Untuk semifinal Piala Gubernur Kaltim, penyelenggara menetapkan aturan yaitu pertandingan berjalan selama 1 x 45 menit beruntun dengan sistem round robin, dengan catatan 3 poin untuk kemenangan dalam pertandingan 1 x 45 menit, 2 poin untuk kemenangan lewat adu penalti, 1 poin jika kalah lewat adu penalti, dan tidak mendapatkan poin jika kalah dalam pertandingan 1 x 45 menit. Hmm, sepertinya saya kenal dengan peraturan ini.

Setelah melamun sejenak, ternyata peraturan ini sangat mirip dengan peraturan trofeo TIM di Italia yang mempertemukan antara Juventus, Inter Milan, dan AC Milan (Inter Milan digantikan Sassuolo mulai tahun 2013), dan format ini sudah dipakai dalam trofeo TIM sejak tahun 2001, dan itu masih berlangsung sampai sekarang. Hmm, lalu apa artinya ini?

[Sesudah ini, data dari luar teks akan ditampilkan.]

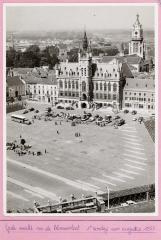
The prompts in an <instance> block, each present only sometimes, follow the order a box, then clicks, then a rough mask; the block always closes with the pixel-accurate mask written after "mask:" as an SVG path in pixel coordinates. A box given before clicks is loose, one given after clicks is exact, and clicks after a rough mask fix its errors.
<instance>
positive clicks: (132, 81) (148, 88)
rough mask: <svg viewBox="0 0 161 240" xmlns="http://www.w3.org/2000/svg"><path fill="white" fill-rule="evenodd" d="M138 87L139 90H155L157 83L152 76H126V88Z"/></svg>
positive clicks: (136, 88) (133, 87) (130, 88)
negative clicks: (151, 76)
mask: <svg viewBox="0 0 161 240" xmlns="http://www.w3.org/2000/svg"><path fill="white" fill-rule="evenodd" d="M130 89H138V90H152V91H154V90H155V83H154V80H153V79H152V78H145V79H143V78H140V79H139V78H126V84H125V87H124V90H125V91H126V90H130Z"/></svg>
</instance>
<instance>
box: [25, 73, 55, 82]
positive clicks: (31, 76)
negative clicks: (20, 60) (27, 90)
mask: <svg viewBox="0 0 161 240" xmlns="http://www.w3.org/2000/svg"><path fill="white" fill-rule="evenodd" d="M24 81H25V82H26V83H27V84H43V85H57V79H56V77H55V75H50V76H48V77H47V78H41V77H36V76H34V75H32V74H30V75H28V76H27V77H26V78H25V79H24Z"/></svg>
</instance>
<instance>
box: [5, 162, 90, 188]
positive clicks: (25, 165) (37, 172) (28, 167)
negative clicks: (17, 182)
mask: <svg viewBox="0 0 161 240" xmlns="http://www.w3.org/2000/svg"><path fill="white" fill-rule="evenodd" d="M8 162H10V163H12V164H16V165H19V166H21V167H23V168H25V169H27V170H31V171H33V172H36V173H40V174H43V175H45V176H47V177H50V178H53V179H56V180H58V181H61V182H63V183H65V184H67V185H70V186H72V187H75V188H78V189H81V190H84V191H91V192H93V189H92V188H90V187H85V186H84V187H82V184H80V183H76V182H75V181H72V180H70V179H68V178H64V177H61V176H59V175H56V174H53V173H50V172H47V171H44V170H42V169H40V168H37V167H32V166H30V165H27V164H25V163H21V162H18V161H15V160H11V159H8Z"/></svg>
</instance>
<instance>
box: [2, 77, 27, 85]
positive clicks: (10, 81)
mask: <svg viewBox="0 0 161 240" xmlns="http://www.w3.org/2000/svg"><path fill="white" fill-rule="evenodd" d="M6 82H7V86H8V87H11V86H19V85H24V82H23V81H22V80H21V79H20V78H19V77H18V76H14V77H7V79H6Z"/></svg>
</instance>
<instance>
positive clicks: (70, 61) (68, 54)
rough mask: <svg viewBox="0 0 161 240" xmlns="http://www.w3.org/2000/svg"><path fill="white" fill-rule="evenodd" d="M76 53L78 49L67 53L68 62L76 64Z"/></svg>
mask: <svg viewBox="0 0 161 240" xmlns="http://www.w3.org/2000/svg"><path fill="white" fill-rule="evenodd" d="M78 51H79V49H78V48H73V49H71V50H70V51H69V52H68V53H67V55H68V61H69V62H78Z"/></svg>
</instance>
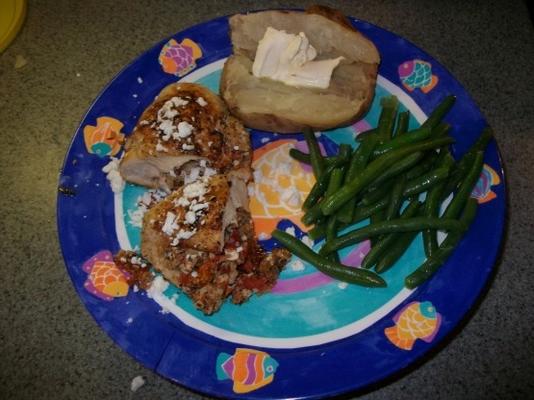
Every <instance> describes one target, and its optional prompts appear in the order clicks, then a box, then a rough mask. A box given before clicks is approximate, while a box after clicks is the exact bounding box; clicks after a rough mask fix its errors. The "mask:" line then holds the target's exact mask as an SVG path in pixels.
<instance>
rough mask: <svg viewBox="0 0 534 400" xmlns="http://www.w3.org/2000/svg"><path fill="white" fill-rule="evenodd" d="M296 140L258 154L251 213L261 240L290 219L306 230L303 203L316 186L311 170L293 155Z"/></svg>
mask: <svg viewBox="0 0 534 400" xmlns="http://www.w3.org/2000/svg"><path fill="white" fill-rule="evenodd" d="M293 147H298V142H297V141H296V140H277V141H275V142H270V143H267V144H266V145H265V146H263V147H260V148H259V149H256V150H255V151H254V156H253V161H252V167H253V168H254V183H252V184H251V185H250V186H249V191H250V192H251V196H250V212H251V214H252V218H253V220H254V229H255V230H256V235H257V236H258V237H266V236H270V234H271V232H272V231H273V229H274V228H276V226H277V224H278V222H279V221H280V220H282V219H288V220H290V221H291V222H293V223H294V224H295V225H297V226H298V227H299V228H300V229H301V230H302V231H307V230H308V228H307V227H306V226H305V225H304V224H302V222H301V221H300V218H301V217H302V203H303V202H304V200H305V199H306V197H307V195H308V193H309V192H310V190H311V188H312V187H313V185H314V183H315V177H314V176H313V172H312V171H311V169H310V168H306V166H305V165H304V164H302V163H300V162H298V161H296V160H294V159H293V158H291V157H290V156H289V150H290V149H291V148H293Z"/></svg>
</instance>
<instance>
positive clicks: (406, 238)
mask: <svg viewBox="0 0 534 400" xmlns="http://www.w3.org/2000/svg"><path fill="white" fill-rule="evenodd" d="M418 234H419V232H404V233H401V234H399V236H398V238H397V241H396V242H395V243H394V244H393V246H391V247H390V248H389V249H388V251H387V252H386V253H385V254H384V255H383V256H382V257H381V258H380V260H379V261H378V263H377V264H376V266H375V272H376V273H377V274H382V273H384V272H386V271H387V270H388V269H390V268H391V267H392V266H393V265H394V264H395V263H396V262H397V261H398V260H399V258H401V257H402V255H403V254H404V253H405V252H406V250H408V248H409V247H410V245H411V244H412V242H413V241H414V239H415V238H416V237H417V235H418Z"/></svg>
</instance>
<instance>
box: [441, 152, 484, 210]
mask: <svg viewBox="0 0 534 400" xmlns="http://www.w3.org/2000/svg"><path fill="white" fill-rule="evenodd" d="M483 164H484V151H483V150H481V151H478V152H477V153H476V154H475V158H474V160H473V164H472V165H471V168H470V169H469V172H468V173H467V175H466V176H465V179H464V180H463V181H462V183H461V184H460V187H459V188H458V191H457V192H456V194H455V195H454V197H453V198H452V200H451V202H450V203H449V205H448V206H447V208H446V209H445V212H444V213H443V218H457V217H458V215H459V214H460V213H461V212H462V209H463V208H464V206H465V204H466V202H467V199H468V198H469V196H470V195H471V192H472V191H473V188H474V187H475V185H476V183H477V181H478V179H479V178H480V173H481V172H482V167H483Z"/></svg>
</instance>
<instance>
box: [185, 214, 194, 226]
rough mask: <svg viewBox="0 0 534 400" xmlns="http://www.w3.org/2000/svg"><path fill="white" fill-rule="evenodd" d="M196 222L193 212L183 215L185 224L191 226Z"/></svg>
mask: <svg viewBox="0 0 534 400" xmlns="http://www.w3.org/2000/svg"><path fill="white" fill-rule="evenodd" d="M196 220H197V216H196V214H195V212H194V211H188V212H186V213H185V223H186V224H189V225H193V224H194V223H195V222H196Z"/></svg>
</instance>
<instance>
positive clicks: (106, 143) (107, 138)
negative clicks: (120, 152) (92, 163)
mask: <svg viewBox="0 0 534 400" xmlns="http://www.w3.org/2000/svg"><path fill="white" fill-rule="evenodd" d="M123 126H124V125H123V124H122V122H120V121H118V120H116V119H115V118H111V117H100V118H97V119H96V126H92V125H86V126H85V127H84V128H83V138H84V141H85V147H86V148H87V151H88V152H89V153H91V154H96V155H97V156H99V157H105V156H114V155H115V154H117V153H118V152H119V151H120V149H121V145H122V143H123V141H124V134H123V133H121V129H122V127H123Z"/></svg>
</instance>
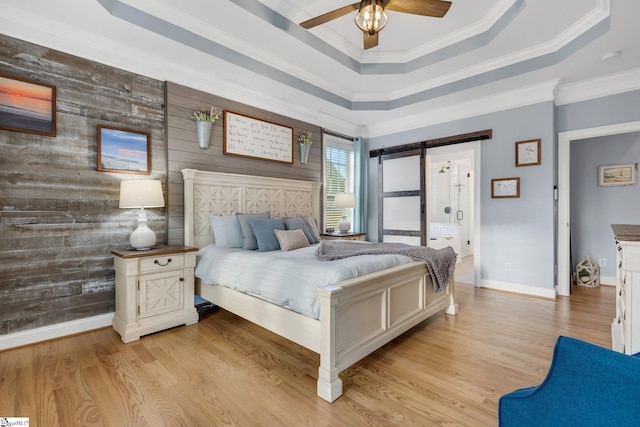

Jelas ini berarti bahwa Indonesia sedang memperagakan proses peniruan. Indonesia meniru apa yang sudah dilakukan Italia semenjak 2001 atau sekitar 15 tahun yang lalu. Inilah mengapa alm. Mochtar Lubis mengatakan dalam bukunya bahwa bangsa Indonesia itu suka meniru. Dengan gagahnya Piala Gubernur Kaltim meniru aturan trofeo TIM untuk diaplikasikan di turnamen sendiri pada sebuah pertandingan.

***

Inilah salah satu contoh shahih mengapa dalam buku Manusia Indonesia, yang saya baca dari artikel Frasetya Vady Aditya, alm. Mochtar Lubis dengan keras menyuarakan bahwa bangsa Indonesia ini suka meniru. Ya, mungkin, dipikir-pikir, daripada berinovasi menciptakan, lebih baik memanfaatkan yang sudah ada. Begitu kali ya? Padahal kenapa tidak berusaha saja untuk menciptakan sendiri, agar bisa diikuti bangsa lain. Ah, dasar.